祝昇噎了一下,那微妙的情绪散了个干净,不禁笑出声,“这是我的安全屋,还记得吗,我跟你说过的。”
潜君之的声音异常沙哑干涩。祝昇接了温水递过去,伸臂的那一刻又一顿。
他将床头调高,无视潜君之疑惑的眼神与将要抬起的手臂,淡然自若地自己喝了一大口水,直接吻上潜君之的唇!

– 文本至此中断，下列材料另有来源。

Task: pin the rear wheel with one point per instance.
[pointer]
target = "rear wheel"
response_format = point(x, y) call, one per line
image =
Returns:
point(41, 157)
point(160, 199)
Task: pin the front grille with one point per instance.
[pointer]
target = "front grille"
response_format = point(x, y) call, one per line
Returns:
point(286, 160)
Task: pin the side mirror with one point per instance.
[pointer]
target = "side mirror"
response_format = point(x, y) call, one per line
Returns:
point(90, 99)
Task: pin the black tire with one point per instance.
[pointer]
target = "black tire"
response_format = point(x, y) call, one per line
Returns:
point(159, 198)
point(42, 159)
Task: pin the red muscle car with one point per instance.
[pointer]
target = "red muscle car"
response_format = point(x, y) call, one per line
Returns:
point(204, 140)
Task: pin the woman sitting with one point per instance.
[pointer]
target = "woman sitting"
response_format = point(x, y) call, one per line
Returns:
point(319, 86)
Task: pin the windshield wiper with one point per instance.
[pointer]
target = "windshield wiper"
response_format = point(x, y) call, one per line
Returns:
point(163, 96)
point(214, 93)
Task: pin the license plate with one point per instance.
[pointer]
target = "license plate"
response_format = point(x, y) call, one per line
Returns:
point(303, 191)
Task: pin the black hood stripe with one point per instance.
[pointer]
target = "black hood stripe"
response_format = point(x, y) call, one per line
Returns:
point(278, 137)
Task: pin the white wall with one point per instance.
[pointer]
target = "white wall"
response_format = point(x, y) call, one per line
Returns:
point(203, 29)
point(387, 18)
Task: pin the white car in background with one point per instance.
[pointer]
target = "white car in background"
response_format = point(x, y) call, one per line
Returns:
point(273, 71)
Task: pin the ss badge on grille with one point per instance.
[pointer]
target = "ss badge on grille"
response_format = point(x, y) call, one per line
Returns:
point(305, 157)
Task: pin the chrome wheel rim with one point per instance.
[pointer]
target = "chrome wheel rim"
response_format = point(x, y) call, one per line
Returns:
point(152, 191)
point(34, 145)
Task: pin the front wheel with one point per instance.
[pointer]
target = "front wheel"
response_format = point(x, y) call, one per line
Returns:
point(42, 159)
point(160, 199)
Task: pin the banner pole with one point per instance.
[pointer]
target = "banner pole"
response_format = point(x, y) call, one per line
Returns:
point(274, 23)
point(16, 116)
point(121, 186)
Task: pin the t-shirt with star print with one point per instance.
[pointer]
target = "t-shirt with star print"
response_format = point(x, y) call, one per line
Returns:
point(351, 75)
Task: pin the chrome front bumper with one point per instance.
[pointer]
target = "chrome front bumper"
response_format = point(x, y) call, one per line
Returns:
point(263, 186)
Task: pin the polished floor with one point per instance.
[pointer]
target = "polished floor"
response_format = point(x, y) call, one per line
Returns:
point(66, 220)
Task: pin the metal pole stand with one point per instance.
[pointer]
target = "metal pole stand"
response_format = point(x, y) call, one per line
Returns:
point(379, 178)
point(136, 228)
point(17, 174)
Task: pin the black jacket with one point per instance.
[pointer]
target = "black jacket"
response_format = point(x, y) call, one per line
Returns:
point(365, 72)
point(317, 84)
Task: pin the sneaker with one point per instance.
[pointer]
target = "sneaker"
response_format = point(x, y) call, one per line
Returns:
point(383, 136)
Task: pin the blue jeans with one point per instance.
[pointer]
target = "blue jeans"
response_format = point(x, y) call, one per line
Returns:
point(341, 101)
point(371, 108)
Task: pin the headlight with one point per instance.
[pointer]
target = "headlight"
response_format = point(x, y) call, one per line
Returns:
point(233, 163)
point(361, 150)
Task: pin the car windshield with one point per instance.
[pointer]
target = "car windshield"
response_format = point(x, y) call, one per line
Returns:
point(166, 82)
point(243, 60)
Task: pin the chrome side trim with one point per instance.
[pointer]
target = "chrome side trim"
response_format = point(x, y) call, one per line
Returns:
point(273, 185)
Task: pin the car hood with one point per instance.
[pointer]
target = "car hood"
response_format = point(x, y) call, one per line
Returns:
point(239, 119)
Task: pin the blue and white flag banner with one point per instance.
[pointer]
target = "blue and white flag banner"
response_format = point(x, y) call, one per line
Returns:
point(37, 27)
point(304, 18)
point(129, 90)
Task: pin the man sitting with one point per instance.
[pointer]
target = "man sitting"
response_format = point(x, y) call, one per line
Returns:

潜君之的双眸不由得睁大,一瞬的惊讶而微张开的口方便了祝昇的入侵。
这家伙甚至连演都不演了,喂水反倒成了顺带的,过量的水顺着两人的唇角溢出,一路淌过潜君之被迫高抬的下颌,绷紧的侧颈,最后带着些微凉意,沾湿胸膛的布料。
潜君之被那凉意激得一缩,却被祝昇误以为是抗拒,又被人捏住了下颌,半逼半哄地用指腹摩挲他瘦到锋利的下颌线。
潜君之有些无奈,放松了身体任由祝昇发泄,又忙里偷闲地咽了点水。
祝昇最后退出来时脸色微妙许多,眼神也有点飘忽。
但这景象只持续了几秒,就消失在他的掩盖下。
他扯了纸巾给潜君之擦干,又重新递了杯水,自己则转身去拿新的衣服。
潜君之被人打劫似的亲了一通,得了空刚想说话,那人却又只留给他一个背影了。
他发了会儿呆,喝了口水,才用终于恢复了点的嗓音说:“一会儿不见,你终于退化成只会趁人之危了吗。”
祝昇回来时脸色已经看不出异样了,自然而然地解开潜君之的扣子,作势要帮他换衣服。
潜君之抬手挡了一下,面上有点紧绷,“我没残废。”
祝昇没好气地用了点力气推开那手肘,“算了吧,潜局,拿杯水都会手抖的病人没资格管那么多。”
潜君之只好放下手,努力忽视祝昇偶尔擦过腰侧的,对于他现在偏凉皮肤来说过于火热的手掌——也不知道穿个袖子而已,那手是怎么挪到腰上去的。